“Mas não se matam cavalos?”

Por Alfredo MR Lopes  (*):
alfredo.lopes@uol.com.br

Durante a Grande Depressão, nos anos 30 nos Estados Unidos da América, uma imensa maioria da população carecia de uma vida digna, sofrendo com o desemprego. Foi nessa época que, entre outras oportunidades inusitadas, apareceram os concursos de dança, que testavam ao extremo a resistência dos competidores em troca de comida, roupas e alguns míseros trocados. Este momento de desenganos e incertezas foi retratado no filme de Sidney Pollack, They Shoot Horses, Don’t They?, Mas não se matam cavalos?, exibido no Brasil como  A noite dos desesperados, uma adaptação do romance de Horace McCoy, chamado They Shoot Horses, Don’t They? O drama de incertezas e descrenças traduz muito dos elementos políticos, econômicos e midiáticos que ora experimentamos, onde os incentivos fiscais da Zona Franca de Manaus passa a integrar, em vez da solução, a causa dos problemas nacionais. Por essa lógica, melhor seria que não resistíssemos, ou melhor, existíssemos.

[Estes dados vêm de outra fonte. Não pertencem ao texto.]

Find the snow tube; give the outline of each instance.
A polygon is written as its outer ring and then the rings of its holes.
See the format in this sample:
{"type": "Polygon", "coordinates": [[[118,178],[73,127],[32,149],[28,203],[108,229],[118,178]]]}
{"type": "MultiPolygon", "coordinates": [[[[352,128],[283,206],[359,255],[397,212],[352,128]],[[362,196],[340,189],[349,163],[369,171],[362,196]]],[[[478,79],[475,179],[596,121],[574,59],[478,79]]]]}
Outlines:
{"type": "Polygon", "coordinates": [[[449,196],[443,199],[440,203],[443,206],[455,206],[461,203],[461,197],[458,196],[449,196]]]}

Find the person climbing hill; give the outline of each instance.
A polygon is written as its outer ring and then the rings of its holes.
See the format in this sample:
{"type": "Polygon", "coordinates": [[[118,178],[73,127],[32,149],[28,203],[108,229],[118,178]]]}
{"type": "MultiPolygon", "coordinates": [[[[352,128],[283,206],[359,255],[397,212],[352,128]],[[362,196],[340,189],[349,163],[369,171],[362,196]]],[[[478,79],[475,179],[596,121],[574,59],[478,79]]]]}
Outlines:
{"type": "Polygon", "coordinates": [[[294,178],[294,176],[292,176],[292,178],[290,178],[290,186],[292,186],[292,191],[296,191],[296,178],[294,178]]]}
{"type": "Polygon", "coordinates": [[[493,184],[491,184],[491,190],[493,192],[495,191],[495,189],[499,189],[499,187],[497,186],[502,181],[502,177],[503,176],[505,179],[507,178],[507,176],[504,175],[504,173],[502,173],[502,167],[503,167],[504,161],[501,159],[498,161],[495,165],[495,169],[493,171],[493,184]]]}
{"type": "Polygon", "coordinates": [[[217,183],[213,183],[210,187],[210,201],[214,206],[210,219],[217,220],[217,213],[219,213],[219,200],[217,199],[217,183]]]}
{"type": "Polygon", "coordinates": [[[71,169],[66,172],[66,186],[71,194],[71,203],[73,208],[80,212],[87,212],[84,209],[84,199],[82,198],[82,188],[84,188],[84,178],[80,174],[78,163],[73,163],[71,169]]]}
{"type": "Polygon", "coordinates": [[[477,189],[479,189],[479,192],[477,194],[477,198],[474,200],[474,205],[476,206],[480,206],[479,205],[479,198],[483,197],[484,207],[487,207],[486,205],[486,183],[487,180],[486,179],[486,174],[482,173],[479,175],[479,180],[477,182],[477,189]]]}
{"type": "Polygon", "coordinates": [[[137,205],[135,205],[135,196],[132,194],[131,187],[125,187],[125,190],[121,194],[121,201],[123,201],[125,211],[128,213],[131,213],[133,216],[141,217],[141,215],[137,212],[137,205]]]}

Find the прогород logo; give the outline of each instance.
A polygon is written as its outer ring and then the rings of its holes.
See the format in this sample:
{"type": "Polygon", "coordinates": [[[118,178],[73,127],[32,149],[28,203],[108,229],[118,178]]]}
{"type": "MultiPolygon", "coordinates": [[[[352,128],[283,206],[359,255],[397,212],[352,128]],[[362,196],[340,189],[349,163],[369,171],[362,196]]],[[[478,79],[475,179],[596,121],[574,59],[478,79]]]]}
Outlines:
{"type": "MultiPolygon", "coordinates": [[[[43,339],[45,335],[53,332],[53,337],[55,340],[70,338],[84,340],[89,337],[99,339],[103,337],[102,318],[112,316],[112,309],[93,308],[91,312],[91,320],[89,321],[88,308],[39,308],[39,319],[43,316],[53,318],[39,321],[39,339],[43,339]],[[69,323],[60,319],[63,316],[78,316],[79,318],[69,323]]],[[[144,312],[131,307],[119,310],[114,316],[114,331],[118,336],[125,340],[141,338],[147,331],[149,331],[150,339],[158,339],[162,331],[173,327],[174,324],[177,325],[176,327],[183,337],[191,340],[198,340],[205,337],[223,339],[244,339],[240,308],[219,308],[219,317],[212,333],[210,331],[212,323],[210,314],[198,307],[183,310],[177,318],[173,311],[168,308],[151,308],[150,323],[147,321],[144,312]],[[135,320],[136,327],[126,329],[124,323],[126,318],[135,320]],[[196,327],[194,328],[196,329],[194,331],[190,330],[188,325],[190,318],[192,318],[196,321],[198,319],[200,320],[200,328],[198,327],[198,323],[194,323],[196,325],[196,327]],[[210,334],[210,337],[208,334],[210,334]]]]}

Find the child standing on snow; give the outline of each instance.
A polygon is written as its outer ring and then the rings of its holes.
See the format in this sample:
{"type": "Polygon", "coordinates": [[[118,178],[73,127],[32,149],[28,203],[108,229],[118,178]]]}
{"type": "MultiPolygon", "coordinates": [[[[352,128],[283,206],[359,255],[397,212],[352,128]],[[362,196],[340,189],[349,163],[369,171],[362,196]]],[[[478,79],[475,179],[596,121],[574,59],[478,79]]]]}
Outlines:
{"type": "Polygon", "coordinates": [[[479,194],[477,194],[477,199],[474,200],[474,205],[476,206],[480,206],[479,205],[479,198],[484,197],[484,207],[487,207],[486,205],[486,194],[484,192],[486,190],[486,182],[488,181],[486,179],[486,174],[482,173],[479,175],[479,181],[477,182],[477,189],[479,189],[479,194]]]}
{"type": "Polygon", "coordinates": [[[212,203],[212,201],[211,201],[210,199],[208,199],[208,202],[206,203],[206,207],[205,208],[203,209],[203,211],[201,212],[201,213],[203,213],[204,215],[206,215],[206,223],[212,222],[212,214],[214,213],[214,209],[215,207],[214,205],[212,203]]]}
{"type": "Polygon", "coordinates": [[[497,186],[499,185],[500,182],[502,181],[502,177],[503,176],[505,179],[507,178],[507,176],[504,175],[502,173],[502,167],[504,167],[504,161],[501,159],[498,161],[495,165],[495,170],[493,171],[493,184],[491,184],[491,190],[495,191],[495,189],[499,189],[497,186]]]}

No jornal Valor desta segunda-feira, na busca equivocada de explicar a gestão aloprada do governo federal que consegue, por inépcia ou sintropia,  impedir o crescimento natural da economia do Brasil – este amontoado de oportunidades em todos os setores – alguns economistas desembarcam mais uma vez na Zona Franca de Manaus. Veem a procura de culpados. Um bode expiatório. Aqui, onde ancoram críticas ocas, maledicentes, suspeitas e inconsistentes, nunca molharam os pés da indagação na fecundidade destas várzeas. Defendem que se matem os cavalos, a montaria das Amazonas para defender o chão, a cria e a autonomia tribal. Misturam alhos com bugalhos, colocando no mesmo paneiro “uma  extensa lista de incentivos, alguns deles bastante polêmicos”, a começar pela Zona Franca de Manaus, o Simples Nacional, a desoneração da folha de salários, e os aposentados do Brasil. “Mas não se matam cavalos?” Para eles, são todos de alguma maneira discutíveis na opinião de especialistas, e consomem mais de 50% do total de renúncias. Os cálculos estão em estudo detalhado feito pela equipe econômica do Credit Suisse, liderada por Nilson Teixeira. A serviço de quem?

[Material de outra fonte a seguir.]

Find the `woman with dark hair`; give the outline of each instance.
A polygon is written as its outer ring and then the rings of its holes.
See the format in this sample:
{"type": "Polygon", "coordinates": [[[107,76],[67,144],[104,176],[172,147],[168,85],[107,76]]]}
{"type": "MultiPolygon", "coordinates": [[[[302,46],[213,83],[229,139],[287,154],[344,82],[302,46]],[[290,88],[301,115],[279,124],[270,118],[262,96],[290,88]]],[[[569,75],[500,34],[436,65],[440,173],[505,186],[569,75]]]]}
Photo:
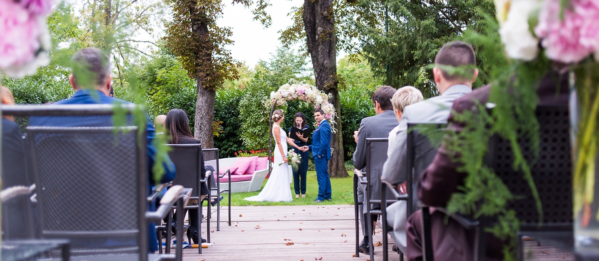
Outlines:
{"type": "MultiPolygon", "coordinates": [[[[305,130],[308,129],[308,124],[305,122],[305,116],[303,113],[297,113],[295,114],[295,126],[298,129],[302,130],[305,130]]],[[[289,132],[291,132],[291,128],[289,128],[289,132]]],[[[294,143],[297,145],[298,147],[302,147],[304,146],[307,146],[308,141],[307,133],[304,132],[305,136],[301,135],[300,132],[296,132],[298,138],[300,138],[299,141],[296,141],[293,139],[294,143]]],[[[301,162],[300,163],[300,168],[297,170],[293,169],[294,172],[294,190],[295,191],[295,198],[300,198],[300,193],[301,193],[302,198],[305,196],[305,176],[308,172],[308,151],[302,151],[295,147],[292,148],[294,151],[296,153],[300,154],[301,156],[301,162]]]]}
{"type": "MultiPolygon", "coordinates": [[[[187,114],[183,110],[173,109],[168,111],[168,114],[167,114],[166,122],[165,122],[165,128],[168,130],[169,144],[197,144],[201,143],[199,139],[193,138],[193,135],[192,134],[191,130],[189,129],[189,118],[187,118],[187,114]]],[[[204,174],[206,173],[206,169],[204,166],[204,154],[201,151],[200,151],[200,153],[201,156],[201,160],[202,160],[200,171],[201,173],[204,174]]],[[[204,178],[204,177],[202,177],[202,178],[204,178]]],[[[208,180],[210,183],[211,187],[216,187],[216,183],[214,181],[213,176],[208,176],[208,180]]],[[[208,187],[205,185],[202,186],[200,190],[201,195],[211,195],[210,192],[208,190],[208,187]]],[[[222,200],[222,196],[218,199],[214,198],[211,201],[210,204],[213,207],[216,205],[218,201],[222,200]]],[[[173,220],[176,220],[176,217],[173,217],[173,220]]],[[[192,226],[190,226],[187,230],[188,233],[190,232],[193,231],[194,228],[195,231],[198,231],[197,227],[193,227],[195,226],[193,226],[195,224],[198,224],[197,211],[189,211],[189,223],[192,226]]],[[[199,240],[198,240],[197,234],[194,235],[192,238],[194,242],[198,243],[199,240]]],[[[202,240],[203,241],[204,239],[202,239],[202,240]]]]}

A expectativa do Credit Suisse – banqueiros obrigados a revelar que guardavam dinheiro sujo de sangue – é que, com a Zona Franca, o governo deixe de arrecadar R$ 26 bilhões em 2016 ­ ou algo próximo a um Bolsa Família. Tenha paciência. A Bolsa é esmola, a ZFM emprego, dignidade, redução de desigualdade regional. Eles raciocinam com números, não com fatos, muito menos com pessoas.  Como diz Afif Domingues, presidente do Sebrae, o governo faz a conta oficial da renúncia,  contabilizando o que as empresas do Simples pagariam se estivessem no lucro presumido. “Isso é um sofisma. Porque se as empresas não estivessem no Simples, não haveria essa arrecadação. As empresas deixariam de existir. Elas morreriam.” No caso da ZFM, diz o presidente do Centro da Indústria,  Wilson Périco, não  há perda para a União, pois se ela não existisse as empresas não se instalariam no Norte do país…. e se enganam também os que pensam que as industrias, se não tivessem os incentivos Constitucionais da Zona Franca migrariam de Manaus para outra região do País, NÃO, o Brasil perderia os investimentos, perderia, principalmente, os empregos gerados por esses investimentos e toda a arrecadação de tributos gerados hoje, portanto, não haveria um centavo a arrecadar. Outro dia, num debate sobre Mobilidade Urbana, no Comitê Cidadão, ao saber que Estado, União e Município ficam no jogo de empurra sobre a responsabilidade com os buracos do Polo Industrial, o pastor adventista José João foi categórico: “Antes da mobilidade precisamos falar e cuidar da estabilidade do polo industrial de Manaus, de onde sai nosso pão de cada dia.” Se nem os nativos cuidam da ZFM, Pastor, porque bancos suíços esfaimados ou economistas aloprados o fariam?